Élèves et enseignants se sont succédés toutes ces années à l'école 48. Tous ont régulièrement honoré l’ancien combattant, et ce 21 février 2024 participe lui aussi à plus de 50 ans de tribut. Dans les classes, les élèves apprennent à lire des poèmes écrits par Missak. Chaque premier septembre, jour de la rentrée, ils découvrent, lors de la présentation de l’école, son long périple depuis le Liban jusque dans une France de "l'avant-guerre", secouée par les luttes sociales, la montée de l'extrême droite et des fascismes en Europe. Ils découvrent aussi son engagement, social puis dans la résistance, les combats qu’il a menés, mais aussi son amour pour la poésie et la littérature, sans oublier l’histoire qu’il a partagée avec Mélinée.

Ce mercredi 21 février 2024, ceux de cette année se réuniront dans le hall de l’école où domine le buste sculpté de Manouchian pour une lecture solennelle de l'hommage qu'ils souhaitent rendre au héros arménien tombé pour la France. Plusieurs œuvres faisant référence à l’ancien combattant seront présentées, dont le poème "L’affiche rouge", de Louis Aragon, des extraits de quelques unes des poésies de Manouchian : "Miroir", "Privation"... Et bien sûr sa dernière lettre, "Lettre à Mélinée", rédigée quelques heures avant qu'il ne soit fusillé.

L'héritage sera transmis, pour bien faire comprendre à tous ces jeunes qui était le héros Manouchian, ce qu’il représente pour la France, pour l'Arménie, pour la Francophonie, son universalité et toute l’importance de continuer à parler de lui.

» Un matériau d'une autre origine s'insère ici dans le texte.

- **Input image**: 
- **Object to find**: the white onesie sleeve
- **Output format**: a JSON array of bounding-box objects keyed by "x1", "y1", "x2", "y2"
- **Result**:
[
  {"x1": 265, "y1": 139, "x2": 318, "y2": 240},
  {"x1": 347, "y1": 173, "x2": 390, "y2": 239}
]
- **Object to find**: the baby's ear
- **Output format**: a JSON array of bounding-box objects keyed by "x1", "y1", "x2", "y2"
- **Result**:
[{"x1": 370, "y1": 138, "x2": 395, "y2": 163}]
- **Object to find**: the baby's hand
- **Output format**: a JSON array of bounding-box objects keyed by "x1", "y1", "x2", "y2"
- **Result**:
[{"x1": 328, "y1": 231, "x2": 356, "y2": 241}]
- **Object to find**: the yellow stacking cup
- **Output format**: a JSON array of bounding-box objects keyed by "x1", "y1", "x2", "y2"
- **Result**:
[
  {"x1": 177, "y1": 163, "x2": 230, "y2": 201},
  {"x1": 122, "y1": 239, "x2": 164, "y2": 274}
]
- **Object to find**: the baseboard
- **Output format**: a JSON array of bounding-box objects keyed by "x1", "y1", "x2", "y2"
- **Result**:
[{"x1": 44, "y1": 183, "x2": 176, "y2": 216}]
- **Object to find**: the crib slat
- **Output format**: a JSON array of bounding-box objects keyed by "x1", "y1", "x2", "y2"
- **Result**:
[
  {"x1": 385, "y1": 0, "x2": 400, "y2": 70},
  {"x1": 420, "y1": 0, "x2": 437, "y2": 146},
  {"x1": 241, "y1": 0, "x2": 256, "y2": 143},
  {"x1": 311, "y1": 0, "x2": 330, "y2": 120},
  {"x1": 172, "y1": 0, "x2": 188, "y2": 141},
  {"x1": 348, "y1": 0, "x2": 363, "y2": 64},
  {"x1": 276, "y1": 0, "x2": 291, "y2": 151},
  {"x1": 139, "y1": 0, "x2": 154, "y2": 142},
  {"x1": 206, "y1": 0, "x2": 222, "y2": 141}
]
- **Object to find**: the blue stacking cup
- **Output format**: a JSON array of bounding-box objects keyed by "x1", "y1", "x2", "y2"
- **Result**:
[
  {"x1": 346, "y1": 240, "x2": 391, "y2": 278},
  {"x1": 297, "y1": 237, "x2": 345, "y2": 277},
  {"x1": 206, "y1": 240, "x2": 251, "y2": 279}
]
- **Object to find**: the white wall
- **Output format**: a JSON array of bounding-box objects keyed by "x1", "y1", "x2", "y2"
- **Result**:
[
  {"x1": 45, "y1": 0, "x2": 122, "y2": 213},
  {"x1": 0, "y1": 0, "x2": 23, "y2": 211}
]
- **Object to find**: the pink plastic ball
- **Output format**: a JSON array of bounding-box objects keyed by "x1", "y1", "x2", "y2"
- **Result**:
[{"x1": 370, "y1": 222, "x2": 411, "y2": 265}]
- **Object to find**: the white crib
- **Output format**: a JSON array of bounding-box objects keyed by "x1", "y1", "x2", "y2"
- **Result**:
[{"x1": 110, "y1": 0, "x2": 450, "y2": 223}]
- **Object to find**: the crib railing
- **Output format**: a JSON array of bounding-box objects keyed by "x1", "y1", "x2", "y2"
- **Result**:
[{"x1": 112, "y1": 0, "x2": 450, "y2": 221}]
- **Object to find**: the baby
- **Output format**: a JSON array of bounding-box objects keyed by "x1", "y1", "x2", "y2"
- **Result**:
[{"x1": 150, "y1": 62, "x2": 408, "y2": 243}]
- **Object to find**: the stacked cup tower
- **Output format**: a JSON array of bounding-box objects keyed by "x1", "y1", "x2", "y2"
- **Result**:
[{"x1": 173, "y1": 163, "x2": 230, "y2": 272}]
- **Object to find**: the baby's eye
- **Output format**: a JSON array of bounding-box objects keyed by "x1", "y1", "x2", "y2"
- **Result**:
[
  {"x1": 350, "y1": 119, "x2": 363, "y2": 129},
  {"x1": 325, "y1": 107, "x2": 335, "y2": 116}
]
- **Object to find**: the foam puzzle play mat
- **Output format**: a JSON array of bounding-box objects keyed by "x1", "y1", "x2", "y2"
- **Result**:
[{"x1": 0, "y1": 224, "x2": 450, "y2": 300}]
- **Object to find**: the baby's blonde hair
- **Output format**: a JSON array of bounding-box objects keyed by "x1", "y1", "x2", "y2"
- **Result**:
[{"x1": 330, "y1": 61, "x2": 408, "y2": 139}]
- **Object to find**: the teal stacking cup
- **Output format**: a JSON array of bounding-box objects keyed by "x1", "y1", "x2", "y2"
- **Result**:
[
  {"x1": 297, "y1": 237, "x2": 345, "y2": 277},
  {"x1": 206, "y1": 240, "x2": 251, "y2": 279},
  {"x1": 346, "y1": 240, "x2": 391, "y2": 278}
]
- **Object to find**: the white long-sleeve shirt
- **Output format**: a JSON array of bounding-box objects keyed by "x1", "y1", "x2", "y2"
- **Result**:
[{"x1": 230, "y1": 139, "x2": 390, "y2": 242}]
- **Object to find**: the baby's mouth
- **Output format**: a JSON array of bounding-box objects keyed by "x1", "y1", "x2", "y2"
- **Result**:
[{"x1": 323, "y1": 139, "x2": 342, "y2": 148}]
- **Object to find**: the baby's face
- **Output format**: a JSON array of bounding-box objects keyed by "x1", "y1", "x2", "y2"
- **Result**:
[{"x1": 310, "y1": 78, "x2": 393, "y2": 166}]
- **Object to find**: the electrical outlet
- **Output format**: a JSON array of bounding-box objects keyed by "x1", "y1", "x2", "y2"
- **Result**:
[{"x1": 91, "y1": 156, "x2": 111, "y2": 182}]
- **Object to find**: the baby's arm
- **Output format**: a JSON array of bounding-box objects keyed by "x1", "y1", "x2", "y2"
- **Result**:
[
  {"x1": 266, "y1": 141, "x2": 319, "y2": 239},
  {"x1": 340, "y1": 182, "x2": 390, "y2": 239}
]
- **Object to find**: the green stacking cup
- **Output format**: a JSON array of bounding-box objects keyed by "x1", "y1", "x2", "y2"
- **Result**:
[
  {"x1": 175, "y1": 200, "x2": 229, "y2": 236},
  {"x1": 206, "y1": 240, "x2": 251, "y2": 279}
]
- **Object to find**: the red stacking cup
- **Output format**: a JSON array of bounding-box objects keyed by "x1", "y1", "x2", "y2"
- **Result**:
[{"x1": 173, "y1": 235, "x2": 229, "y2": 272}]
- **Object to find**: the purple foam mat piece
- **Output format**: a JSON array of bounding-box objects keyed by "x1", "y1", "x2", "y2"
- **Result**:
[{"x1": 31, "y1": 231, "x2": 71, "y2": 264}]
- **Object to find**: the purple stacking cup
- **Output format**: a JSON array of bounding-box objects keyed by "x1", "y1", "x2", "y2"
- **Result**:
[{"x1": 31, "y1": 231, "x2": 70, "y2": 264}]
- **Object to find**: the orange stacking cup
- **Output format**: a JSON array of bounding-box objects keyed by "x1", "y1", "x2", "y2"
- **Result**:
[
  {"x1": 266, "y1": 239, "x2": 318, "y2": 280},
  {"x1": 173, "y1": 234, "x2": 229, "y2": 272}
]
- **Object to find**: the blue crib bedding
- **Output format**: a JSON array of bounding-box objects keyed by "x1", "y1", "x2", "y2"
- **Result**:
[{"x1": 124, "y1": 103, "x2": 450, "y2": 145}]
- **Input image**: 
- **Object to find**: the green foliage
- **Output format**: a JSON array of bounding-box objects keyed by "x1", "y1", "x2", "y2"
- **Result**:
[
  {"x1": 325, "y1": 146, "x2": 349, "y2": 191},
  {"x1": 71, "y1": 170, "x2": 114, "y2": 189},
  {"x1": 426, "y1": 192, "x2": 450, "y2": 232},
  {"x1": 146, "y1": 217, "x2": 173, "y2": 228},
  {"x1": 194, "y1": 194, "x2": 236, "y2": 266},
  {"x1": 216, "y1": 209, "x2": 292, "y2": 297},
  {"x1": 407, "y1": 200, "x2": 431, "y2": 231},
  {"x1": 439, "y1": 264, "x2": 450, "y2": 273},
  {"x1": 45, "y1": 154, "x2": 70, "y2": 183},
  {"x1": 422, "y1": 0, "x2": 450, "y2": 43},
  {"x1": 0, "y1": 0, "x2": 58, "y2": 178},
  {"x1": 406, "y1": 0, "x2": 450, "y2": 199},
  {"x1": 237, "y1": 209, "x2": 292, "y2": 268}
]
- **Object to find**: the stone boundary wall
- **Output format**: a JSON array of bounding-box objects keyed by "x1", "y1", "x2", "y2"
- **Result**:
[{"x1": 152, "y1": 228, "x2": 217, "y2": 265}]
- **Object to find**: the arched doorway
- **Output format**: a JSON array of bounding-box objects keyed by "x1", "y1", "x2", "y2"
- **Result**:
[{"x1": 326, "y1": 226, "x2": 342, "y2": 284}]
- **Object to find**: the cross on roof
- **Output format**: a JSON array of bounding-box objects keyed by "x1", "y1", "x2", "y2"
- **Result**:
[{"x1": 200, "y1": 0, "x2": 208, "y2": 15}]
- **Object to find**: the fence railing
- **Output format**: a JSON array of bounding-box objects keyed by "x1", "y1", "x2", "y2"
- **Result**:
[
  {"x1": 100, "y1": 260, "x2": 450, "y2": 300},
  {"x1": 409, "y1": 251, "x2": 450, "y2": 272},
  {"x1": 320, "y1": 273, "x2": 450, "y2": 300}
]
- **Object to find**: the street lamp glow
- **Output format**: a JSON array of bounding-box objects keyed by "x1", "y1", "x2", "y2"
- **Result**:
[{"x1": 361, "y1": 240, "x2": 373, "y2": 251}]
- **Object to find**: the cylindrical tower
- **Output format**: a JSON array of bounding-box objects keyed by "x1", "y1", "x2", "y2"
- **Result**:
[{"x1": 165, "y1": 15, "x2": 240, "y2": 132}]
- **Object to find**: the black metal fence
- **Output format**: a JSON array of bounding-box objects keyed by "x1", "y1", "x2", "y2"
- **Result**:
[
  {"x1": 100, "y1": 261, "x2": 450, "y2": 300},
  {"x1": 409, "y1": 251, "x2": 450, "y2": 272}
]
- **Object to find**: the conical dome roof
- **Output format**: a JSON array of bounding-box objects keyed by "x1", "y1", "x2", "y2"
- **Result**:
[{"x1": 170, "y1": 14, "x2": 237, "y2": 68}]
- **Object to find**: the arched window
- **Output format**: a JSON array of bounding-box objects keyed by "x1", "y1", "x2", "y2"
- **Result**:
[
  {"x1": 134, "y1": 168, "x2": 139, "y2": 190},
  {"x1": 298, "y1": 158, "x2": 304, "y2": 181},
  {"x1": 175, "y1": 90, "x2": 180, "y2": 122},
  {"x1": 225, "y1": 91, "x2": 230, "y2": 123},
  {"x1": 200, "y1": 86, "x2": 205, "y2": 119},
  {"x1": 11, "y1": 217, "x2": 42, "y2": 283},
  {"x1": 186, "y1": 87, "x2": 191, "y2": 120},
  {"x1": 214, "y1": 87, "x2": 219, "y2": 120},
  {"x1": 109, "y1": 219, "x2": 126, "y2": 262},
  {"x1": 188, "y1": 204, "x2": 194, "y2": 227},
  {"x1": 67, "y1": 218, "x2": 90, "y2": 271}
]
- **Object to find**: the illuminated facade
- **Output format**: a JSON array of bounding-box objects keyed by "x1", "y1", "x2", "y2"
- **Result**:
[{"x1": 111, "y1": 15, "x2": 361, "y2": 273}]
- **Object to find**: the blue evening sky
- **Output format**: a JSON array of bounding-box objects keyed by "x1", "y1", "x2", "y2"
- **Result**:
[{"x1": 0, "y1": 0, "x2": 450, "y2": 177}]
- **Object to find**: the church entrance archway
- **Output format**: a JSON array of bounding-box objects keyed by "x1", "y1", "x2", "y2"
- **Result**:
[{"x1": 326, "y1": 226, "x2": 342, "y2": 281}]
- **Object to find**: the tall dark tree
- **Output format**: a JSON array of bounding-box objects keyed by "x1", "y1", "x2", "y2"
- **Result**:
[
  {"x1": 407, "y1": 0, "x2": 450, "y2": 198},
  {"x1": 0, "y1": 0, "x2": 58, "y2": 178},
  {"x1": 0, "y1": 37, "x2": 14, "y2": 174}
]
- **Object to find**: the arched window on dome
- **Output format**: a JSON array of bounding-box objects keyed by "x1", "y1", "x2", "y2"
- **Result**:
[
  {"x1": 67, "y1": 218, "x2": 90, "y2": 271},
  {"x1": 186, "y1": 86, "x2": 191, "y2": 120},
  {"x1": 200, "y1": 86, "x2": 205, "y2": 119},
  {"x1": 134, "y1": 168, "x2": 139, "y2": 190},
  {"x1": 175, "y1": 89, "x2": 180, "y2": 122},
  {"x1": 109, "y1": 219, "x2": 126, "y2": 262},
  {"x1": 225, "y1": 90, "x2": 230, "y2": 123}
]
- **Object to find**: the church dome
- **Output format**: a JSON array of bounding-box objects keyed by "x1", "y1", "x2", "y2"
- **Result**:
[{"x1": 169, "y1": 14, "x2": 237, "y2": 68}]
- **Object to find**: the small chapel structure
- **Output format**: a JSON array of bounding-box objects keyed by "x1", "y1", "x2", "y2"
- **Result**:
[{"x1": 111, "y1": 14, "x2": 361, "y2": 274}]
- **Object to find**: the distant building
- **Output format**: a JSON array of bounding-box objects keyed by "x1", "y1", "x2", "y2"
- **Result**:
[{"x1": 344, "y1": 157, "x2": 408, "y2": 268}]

Dans l’après-midi, les classes se rendront au parc Manouchian, proche du centre-ville. Elles ont préparé des pancartes représentant l’affiche rouge afin de célébrer sa panthéonisation. Elvira Tovmasyan, enseignante de français et fervente conservatrice du petit musée exprime avec émotion le « grand honneur » que représente pour elle, indirectement, cette panthéonisation. « J'en suis très fière, chaque jour je fais visiter le musée à beaucoup d’élèves de toute la ville pour raconter ses exploits ». Elle regrette pourtant de ne pas accueillir encore davantage d’écoles arméniennes, « pour faire connaître ce héros car il le mérite ».

La présence des enfants au parc Manouchian éveillera peut-être la curiosité des promeneurs sur le lieu qu’ils fréquentent. Car malheureusement, lorsqu'on leur pose la question, bien peu sont capables de dire qui était celui dont les jardins portent le nom. Certains, tout au plus, affirment qu'il ne leur est pas inconnu, ce nom, mais avouent vite qu'ils n'en savent pas davantage. Ainsi que le confirme Nicolas Stepanian, directeur de l’amicale des Arméniens de Toulouse, « Missak et Mélinée Manouchian n’appartiennent pas à l’histoire de l’Arménie, mais à l’histoire de France ! ».